France’s AMF regulator reports on ESG SPOT investigations at French fund managers

Move comes as part of tighter sustainable finance supervision.

Five French asset managers running SRI funds or integrating ESG into their investments received an interesting visitor in recent months as the country’s AMF securities regulator sent in a team of investigators to examine their sustainability policy, practices and reporting as part of tighter supervision.
The investigations carried out at five, unnamed French fund managers – called SPOT inspections by the AMF (standing for Supervision des Pratiques Opérationnelle et Thématique – operational and thematic supervision of practices), signal increased oversight of ESG in investment by the French authorities.
The AMF report on its investigation, just published, follows hard on a government review of Article 173 last month, reported by RI. It found that half of France’s 48 biggest financial services companies are falling short of its reporting requirements. The AMF report includes critiques and recommendations for best practice on Article 173 reporting by investors, although it was undertaken before the recent review and is not directly related.
The AMF says it wants to ensure SRI information provided to investors is fair, clear and non-misleading, and compliant with the investment and management process of funds companies. It has taken up sustainable finance as a strategic priority in its “#Supervision2022” initiative and chosen it as one of the first themes of the SPOT inspections, which started in 2018. The AMF also publishes regular reports on SRI in collective management, the third edition of which should be published in autumn 2019.

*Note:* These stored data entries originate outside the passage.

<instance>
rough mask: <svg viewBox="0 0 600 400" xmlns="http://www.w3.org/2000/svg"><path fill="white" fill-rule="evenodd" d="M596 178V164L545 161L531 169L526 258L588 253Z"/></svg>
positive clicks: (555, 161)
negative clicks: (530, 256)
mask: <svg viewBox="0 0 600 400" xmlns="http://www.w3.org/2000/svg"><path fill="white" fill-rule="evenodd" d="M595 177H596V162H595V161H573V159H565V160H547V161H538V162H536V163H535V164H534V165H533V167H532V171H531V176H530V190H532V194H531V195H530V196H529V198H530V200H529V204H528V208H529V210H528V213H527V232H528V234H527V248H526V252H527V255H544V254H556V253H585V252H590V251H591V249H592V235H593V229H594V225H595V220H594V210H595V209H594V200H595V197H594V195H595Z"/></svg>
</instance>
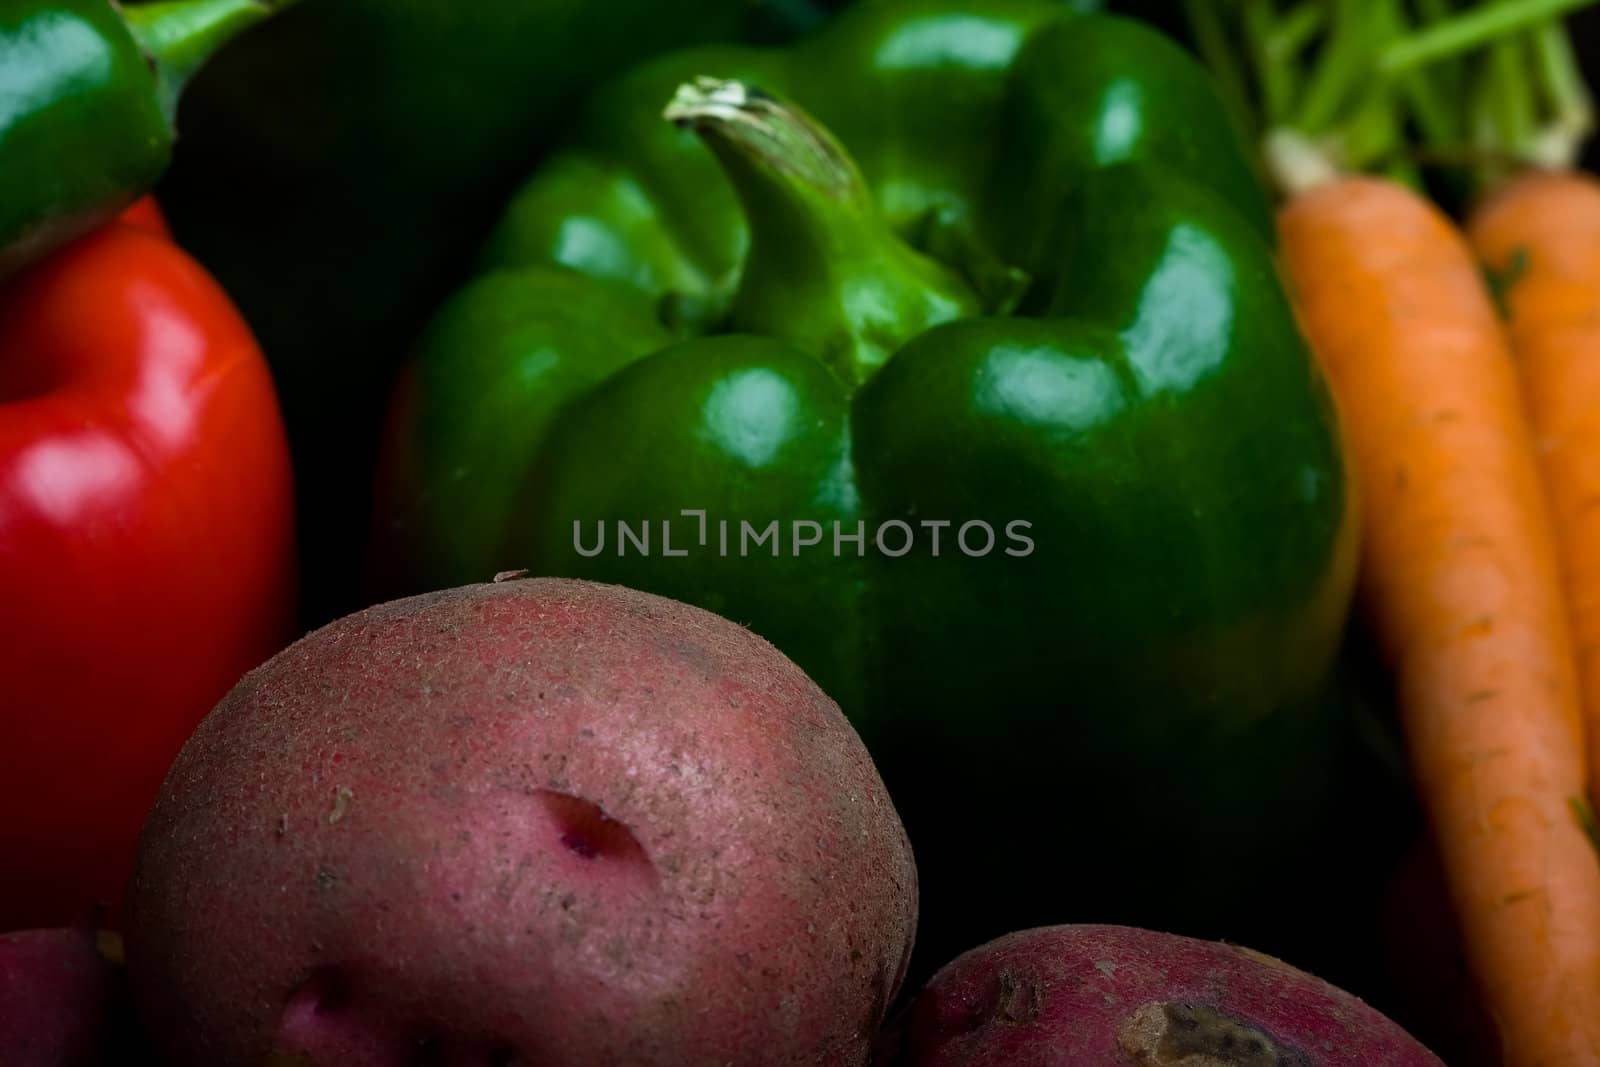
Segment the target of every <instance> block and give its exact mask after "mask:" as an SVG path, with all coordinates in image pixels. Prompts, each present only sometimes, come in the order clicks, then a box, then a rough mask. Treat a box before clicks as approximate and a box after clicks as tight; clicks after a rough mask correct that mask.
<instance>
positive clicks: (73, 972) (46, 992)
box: [0, 925, 125, 1067]
mask: <svg viewBox="0 0 1600 1067" xmlns="http://www.w3.org/2000/svg"><path fill="white" fill-rule="evenodd" d="M118 950H120V945H118V944H117V941H115V939H114V937H109V936H106V937H104V945H102V944H101V939H98V937H96V934H94V931H93V929H90V928H88V926H86V925H85V926H82V928H77V926H72V928H61V929H26V931H19V933H14V934H5V936H0V1064H5V1067H90V1065H93V1064H99V1062H101V1056H102V1054H104V1053H106V1051H107V1048H109V1046H110V1043H112V1041H110V1032H112V1029H114V1019H115V1017H117V1011H115V1009H117V1006H118V1005H117V1001H118V998H120V997H122V995H123V992H125V990H123V987H122V976H120V973H118V966H117V960H115V953H117V952H118Z"/></svg>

Since 2011, French asset management companies (AMCs) are required to publish information on how they factor in ESG into their investment policy.
In 2015, France also introduced its law on energy transition for green growth, with clear guidelines on ESG reporting requirements, in particular relating to climate change. The requirements of the law are regularly referred to as ‘Article 173’.In past reports, the AMF has flagged up concerns over shortcomings at fund managers, including out-of-date SRI procedures and lack of precision on methodology, data and operations, which it said made it difficult to ‘trace and justify’ changes to ESG scores and meant information to investors was unclear.
The recent SPOT inspections at the five AMCs examined how each firm is resourcing and organising its SRI investment and risk management procedures, including data used, ESG criteria, assesment of climate risk, rating of issuers, selection and exclusion of securities, and engagement policy. It looked at a sample of 4 to 6 securities in equities funds at each manager to see whether the ex ante and ex post information provided to investors was satisfactory.
The fund managers investigated, it said, ranged in size and were selected because of the SRI management claims in presentations to investors.
The regulator said it was generally happy with compliance at four of them, although it was critical of the quality of documentation on dialogue with issuers and the inclusion of stocks in SRI universes and investment decisions.
Notably, the AMF inspection team found that only one of the fund manager’s reported on its funds’ contribution to compliance with targets for limiting global warming and the energy and ecological transition. It also noted that the portfolios of the funds of three AMCs contain securities whose carbon footprint is high (in the automotive, utilities and chemicals sectors), but said this did not conflict with the SRI policies of the firm.
On corporate governance, it said fund manager reports on voting were not clear to investors on whether a resolution voted on had finally been adopted or not by the company targeted.
On Article 173, the AMF says manager reporting is “very heterogeneous”. It said one of the managers’ Article 173 information was unstructured and its presentation of its process unsubstantiated. Another AMC, it said, did not publish “Article 173” reports for funds for funds €500m.